The Washington Post, Slouching Toward Irrelevance/Part II

What a crock. As predicted here on Feb. 16, the Washington Post has gone ahead and dumped the position of ombudsman at the newspaper. In an unctuous letter published this afternoon, Post publisher Katharine Weymouth insults the intelligence of her readers with these words:

The world has changed, and we at The Post must change with it. We have been privileged to have had the service of many talented ombudsmen (and women) who have addressed readers’ concerns, answered their questions and held The Post to the highest standards of journalism. Those duties are as critical today as ever. Yet it is time that the way these duties are performed evolves.

We will appoint a reader representative shortly to address our readers’ concerns and questions. Unlike ombudsmen in the past, the reader representative will be a Post employee. The representative will not write a weekly column for the page but will write online and/or in the newspaper from time to time to address reader concerns, with responses from editors, reporters or business executives as appropriate.
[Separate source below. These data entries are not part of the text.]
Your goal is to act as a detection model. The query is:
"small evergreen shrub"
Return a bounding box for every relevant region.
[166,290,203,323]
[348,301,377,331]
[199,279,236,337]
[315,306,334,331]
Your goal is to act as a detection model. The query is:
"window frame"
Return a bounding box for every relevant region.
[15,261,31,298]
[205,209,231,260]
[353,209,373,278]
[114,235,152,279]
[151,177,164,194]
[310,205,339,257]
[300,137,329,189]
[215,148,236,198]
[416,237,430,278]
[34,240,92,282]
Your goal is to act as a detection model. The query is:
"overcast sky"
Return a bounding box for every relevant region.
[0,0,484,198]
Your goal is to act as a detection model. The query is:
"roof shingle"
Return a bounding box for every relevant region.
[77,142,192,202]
Beginning Monday, you may send questions or complaints to readers@washpost.com.We know that media writers inside and outside The Post will continue to hold us accountable for what we write, as will our readers, in letters to the editor and online comments on Post articles.

In short, while we are not filling a position that was created decades ago for a different era, we remain faithful to the mission. We know that you, our readers, will hold us to that, as you should.

There is so much phony talk in those paragraphs, I hardly know where to begin picking them apart.

What about the evolving media landscape makes the position of ombudsman out-moded? Is accountability so totally out of style? Aside from Ms. Weymouth’s specious argument that the media world has somehow evolved in a way that it’s no longer necessary to have an independent eye keeping watching over the paper and critiquing it when necessary, the most damaging admission in her letter is that a new, downgraded, reader representative will be a Post employee, lacking independence from the editorial and business sides of the newspaper. The Public Editor, as the position is named at the New York Times, has a contract that keeps that person free from influence of the classic fiefdoms at a daily newspaper. I believe that Post ombudspersons always had this status, but no more.

Weymouth claims that “we remain faithful to the mission,” but unspoken is what that purpose is. It surely can’t be a willingness to be accountable to readers and to history. She takes for granted that we will just what know it she means by that optimistic allusion. Alas, I do not.